O setor emprega 95 mil trabalhadores e a maioria das empresas já deu férias coletivas nos últimos dois meses. Mesmo que essas baixas se confirmem, os resultados deste ano ainda serão melhores que os de 2000, quando foram produzidos 1,68 milhão de veículos e as vendas internas somaram 1,48 milhão de unidades.
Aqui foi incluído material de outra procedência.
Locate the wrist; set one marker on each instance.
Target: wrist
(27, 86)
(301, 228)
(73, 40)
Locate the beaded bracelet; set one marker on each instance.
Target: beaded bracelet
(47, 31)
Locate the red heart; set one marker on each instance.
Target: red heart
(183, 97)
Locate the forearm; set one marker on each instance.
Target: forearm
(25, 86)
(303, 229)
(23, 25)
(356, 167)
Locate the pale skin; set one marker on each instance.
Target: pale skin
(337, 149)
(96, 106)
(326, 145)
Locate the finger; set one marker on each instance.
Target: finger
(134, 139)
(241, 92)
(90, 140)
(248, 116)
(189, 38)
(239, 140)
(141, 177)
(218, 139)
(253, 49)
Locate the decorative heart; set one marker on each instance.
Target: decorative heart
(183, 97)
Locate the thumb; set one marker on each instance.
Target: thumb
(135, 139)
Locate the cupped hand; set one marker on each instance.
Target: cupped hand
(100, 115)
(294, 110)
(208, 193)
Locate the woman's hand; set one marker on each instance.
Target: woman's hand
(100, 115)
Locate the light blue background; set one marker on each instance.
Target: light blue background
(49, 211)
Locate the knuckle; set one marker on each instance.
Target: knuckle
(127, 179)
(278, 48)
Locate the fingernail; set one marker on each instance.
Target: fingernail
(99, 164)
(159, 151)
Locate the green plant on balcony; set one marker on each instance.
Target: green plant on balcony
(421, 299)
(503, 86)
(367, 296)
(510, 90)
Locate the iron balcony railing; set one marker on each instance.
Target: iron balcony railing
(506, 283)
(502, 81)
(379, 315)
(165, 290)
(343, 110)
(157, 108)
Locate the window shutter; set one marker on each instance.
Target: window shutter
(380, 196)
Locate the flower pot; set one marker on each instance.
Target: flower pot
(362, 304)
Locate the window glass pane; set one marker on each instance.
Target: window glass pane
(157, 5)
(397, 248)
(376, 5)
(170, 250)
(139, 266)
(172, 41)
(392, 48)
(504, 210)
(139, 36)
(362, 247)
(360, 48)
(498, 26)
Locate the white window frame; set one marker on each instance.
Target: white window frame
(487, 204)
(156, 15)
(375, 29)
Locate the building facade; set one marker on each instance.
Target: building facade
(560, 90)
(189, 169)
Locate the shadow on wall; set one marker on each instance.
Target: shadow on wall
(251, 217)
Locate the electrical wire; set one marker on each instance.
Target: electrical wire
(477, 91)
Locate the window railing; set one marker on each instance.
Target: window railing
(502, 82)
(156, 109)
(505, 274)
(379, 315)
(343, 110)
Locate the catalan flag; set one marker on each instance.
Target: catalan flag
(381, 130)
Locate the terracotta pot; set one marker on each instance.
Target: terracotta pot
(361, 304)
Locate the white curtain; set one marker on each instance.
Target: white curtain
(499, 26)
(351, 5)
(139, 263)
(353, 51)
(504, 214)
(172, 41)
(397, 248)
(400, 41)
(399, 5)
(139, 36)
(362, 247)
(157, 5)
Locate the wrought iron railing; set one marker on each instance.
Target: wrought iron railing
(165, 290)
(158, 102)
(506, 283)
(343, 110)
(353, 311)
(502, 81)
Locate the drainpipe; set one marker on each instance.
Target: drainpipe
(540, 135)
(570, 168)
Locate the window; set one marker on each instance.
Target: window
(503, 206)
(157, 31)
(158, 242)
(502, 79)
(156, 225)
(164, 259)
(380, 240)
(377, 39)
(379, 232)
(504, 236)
O reflexo dessa queda já chegou aos fabricantes de autopeças, que registraram redução nas encomendas e passaram a trabalhar com perspectiva de faturar 10% a menos em relação aos US$ 12,5 bilhões esperados. O presidente do Sindicato Nacional dos Fabricantes de Autopeças (Sindipeças), Paulo Butori, diz que as empresas estão negociando com os trabalhadores a criação de banco de horas para evitar demissões. Mas avisa que, sem acordos, não poderão ''sustentar pessoas varrendo fábricas ou pintando paredes.''
As autopeças empregam 178 mil pessoas e estão operando com 30% de ociosidade. Os trabalhadores que são representados pela Força Sindical já aceitaram o banco de horas, que permite a ampliação ou redução da jornada de acordo com a demanda. A Central Única dos Trabalhadores (CUT) recusou.
Volker Barth, presidente da Delphi, uma das maiores produtoras de autopeças do País, diz que o setor automobilístico volta a viver ''uma fase turbulenta'' e de incertezas.